In contrast, ex vivo therapies require the patient’s cells to be removed from the body, genetically modified, and then returned to the patient. This method is often used when the target cells, like hematopoietic stem cells or T-cells, are easily accessible or when the modification process requires strict control. CAR T-cell therapies are the most prominent examples of ex vivo treatments, where a patient’s T-cells are engineered with a new receptor and expanded before being reinfused to fight cancer.

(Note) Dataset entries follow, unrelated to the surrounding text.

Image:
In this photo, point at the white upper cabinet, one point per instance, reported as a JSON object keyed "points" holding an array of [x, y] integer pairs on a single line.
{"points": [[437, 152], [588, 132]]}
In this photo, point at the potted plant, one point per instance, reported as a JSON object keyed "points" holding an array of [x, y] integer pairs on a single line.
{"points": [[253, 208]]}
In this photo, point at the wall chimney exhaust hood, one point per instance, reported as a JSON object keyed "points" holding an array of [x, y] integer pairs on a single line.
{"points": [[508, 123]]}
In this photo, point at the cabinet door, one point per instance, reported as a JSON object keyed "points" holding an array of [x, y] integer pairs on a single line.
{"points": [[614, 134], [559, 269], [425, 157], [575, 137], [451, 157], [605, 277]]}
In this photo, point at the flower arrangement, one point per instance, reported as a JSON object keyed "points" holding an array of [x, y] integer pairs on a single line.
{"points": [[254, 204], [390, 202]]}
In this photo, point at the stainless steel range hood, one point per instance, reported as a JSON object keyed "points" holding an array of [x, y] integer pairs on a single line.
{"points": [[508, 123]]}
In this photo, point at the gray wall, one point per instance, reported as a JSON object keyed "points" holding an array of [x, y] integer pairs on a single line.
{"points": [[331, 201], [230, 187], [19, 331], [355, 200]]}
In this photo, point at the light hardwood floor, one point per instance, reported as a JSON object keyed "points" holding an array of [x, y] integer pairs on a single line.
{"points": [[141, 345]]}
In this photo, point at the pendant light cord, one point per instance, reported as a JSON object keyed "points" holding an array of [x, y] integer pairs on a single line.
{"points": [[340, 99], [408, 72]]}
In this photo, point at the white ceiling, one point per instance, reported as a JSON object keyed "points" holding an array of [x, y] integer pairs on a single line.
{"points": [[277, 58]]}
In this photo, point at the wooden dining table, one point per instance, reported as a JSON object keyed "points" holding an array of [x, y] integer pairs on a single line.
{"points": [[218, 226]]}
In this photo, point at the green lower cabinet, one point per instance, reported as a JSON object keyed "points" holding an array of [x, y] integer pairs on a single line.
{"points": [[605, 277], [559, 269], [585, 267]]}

The Unique Financial Landscape of Gene Therapies
The approval of gene therapies has introduced financial challenges due to their high cost and one-time administration model. These treatments offer the potential for a long-term cure but carry price tags reaching millions of dollars per patient, with some exceeding $3 million. These costs reflect the decades of research, complex manufacturing processes, and the relatively small patient populations for many rare genetic diseases.
The immense upfront cost burdens insurance payers, challenging traditional reimbursement models designed for chronic, recurring treatments. Payers face a large budget impact when a small number of patients require these expensive therapies within a single budget cycle. This has spurred the development of innovative payment models, such as outcomes-based agreements, where payments are tied to the treatment’s successful performance over time.
A major hurdle is “patient portability,” where a patient may switch insurance providers shortly after receiving the therapy. The initial payer bears the entire cost, while subsequent payers benefit from the long-term savings of avoided chronic care expenses. To improve patient access, novel strategies like installment plans or risk-sharing pools are being explored by commercial and government payers, including the Centers for Medicare and Medicaid Services (CMS).